Itulahsebabnya ketika Paulus menyampaikan teguran profetik yang keras kepada jemaat Korintus yang berperilaku duniawi, ia dapat menyapa mereka dengan sebutan saudara-saudara. Anda hampir bisa merasakan kehancuran hatinya ketika ia menulis, “Aku senantiasa mengucap syukur kepada Allahku karena kamu,” katanya, “[dan] menasihatkan kamu, saudara-saudara” (1 Korintis 1:4, 10). Sekalipun ia mengecam dosa dan perpecahan di antara mereka, ia mengingatkan mereka, “Hal ini kutuliskan bukan untuk memalukan kamu, tetapi untuk menegor kamu sebagai anak-anakku yang kukasihi” (1 Korintus 4:14).
Itulah sebabnya, sekalipun Yesus memarahi Petrus, Dia melihat ke depan ke saat ketika murid muda yang impulsif itu kelak berkhotbah pada hari Pentakosta dan akhirnya menjadi martir karena memberitakan Injil.
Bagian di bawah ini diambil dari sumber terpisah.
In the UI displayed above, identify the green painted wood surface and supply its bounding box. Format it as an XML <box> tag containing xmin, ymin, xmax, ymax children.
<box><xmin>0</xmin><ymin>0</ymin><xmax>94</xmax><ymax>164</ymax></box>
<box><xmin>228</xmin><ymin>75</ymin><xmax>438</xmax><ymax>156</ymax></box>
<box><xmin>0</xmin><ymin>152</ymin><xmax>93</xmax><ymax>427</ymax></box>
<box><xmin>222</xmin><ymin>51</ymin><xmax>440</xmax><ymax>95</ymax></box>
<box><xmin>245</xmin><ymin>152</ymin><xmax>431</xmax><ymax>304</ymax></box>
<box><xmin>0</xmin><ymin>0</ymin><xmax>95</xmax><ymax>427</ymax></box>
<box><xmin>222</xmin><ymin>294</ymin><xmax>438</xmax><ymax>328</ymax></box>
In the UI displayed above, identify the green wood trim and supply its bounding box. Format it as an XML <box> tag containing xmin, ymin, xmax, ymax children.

Yesus melihat melampaui penyangkalan-penyangkalan yang pengecut, perkataan-perkataan yang sembrono dan melihat ke depan ketika Roh Kudus mengurapi khotbahnya yang akan menjadi katalisator gerakan baru Allah dalam gereja.
Kita memerlukan nabi-nabi zaman kita sendiri. Kita memerlukan orang-orang yang bersedia menegur dosa sistemik dan mendorong pertobatan. Kita memerlukan mimbar yang menyuarakan pentingnya pertobatan dan juga buku-buku, tulisan-tulisan di internet, dan ya, bahkan twit-twit, yang menantang umat Allah. Namun sebelum kita menuliskan kata-kata itu dan mengirimnya, kita harus penuh kerendahan hati, berdoa dan memikirkan baik-baik orang-orang yang akhirnya menerima perkataan-perkataan kita: orang-orang berdosa yang berdoa, yang dikasihi Allah.
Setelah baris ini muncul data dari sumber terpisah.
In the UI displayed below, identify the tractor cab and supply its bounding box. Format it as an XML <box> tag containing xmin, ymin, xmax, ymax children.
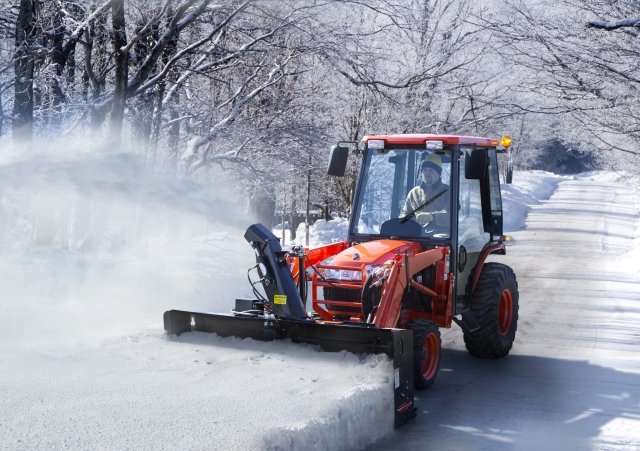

Tujuan setiap perkataan keras seharusnya adalah pertobatan dan kesatuan. Kerinduan Yesus adalah agar umat-Nya, tubuh-Nya, mempelai-Nya dicirikan dengan saling mengasihi dan bersatu dalam tudung kebenaran-Nya.
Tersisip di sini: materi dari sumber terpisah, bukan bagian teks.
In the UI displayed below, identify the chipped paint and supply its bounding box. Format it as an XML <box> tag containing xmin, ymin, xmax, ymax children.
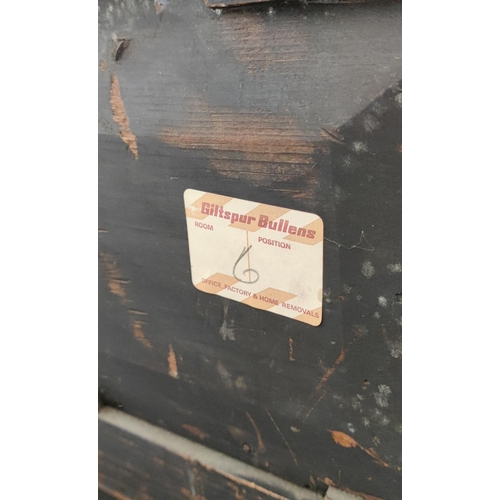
<box><xmin>378</xmin><ymin>295</ymin><xmax>387</xmax><ymax>307</ymax></box>
<box><xmin>109</xmin><ymin>75</ymin><xmax>139</xmax><ymax>160</ymax></box>
<box><xmin>216</xmin><ymin>361</ymin><xmax>233</xmax><ymax>389</ymax></box>
<box><xmin>134</xmin><ymin>320</ymin><xmax>153</xmax><ymax>349</ymax></box>
<box><xmin>168</xmin><ymin>344</ymin><xmax>179</xmax><ymax>378</ymax></box>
Kesatuan adalah pekerjaan berat dan sulit. Kesatuan bukan hal yang alami bagi jiwa kita yang berdosa. Kesatuan menantang etika-etika budaya masyarakat kita. Dan kesatuan sering menjadi penghalang bagi ambisi-ambisi kita. Namun jika kita ingin menjadi umat Kitab Perjanjian itu, kita harus bersedia menjadi rendah hati, terbuka dan mau/mampu diajar.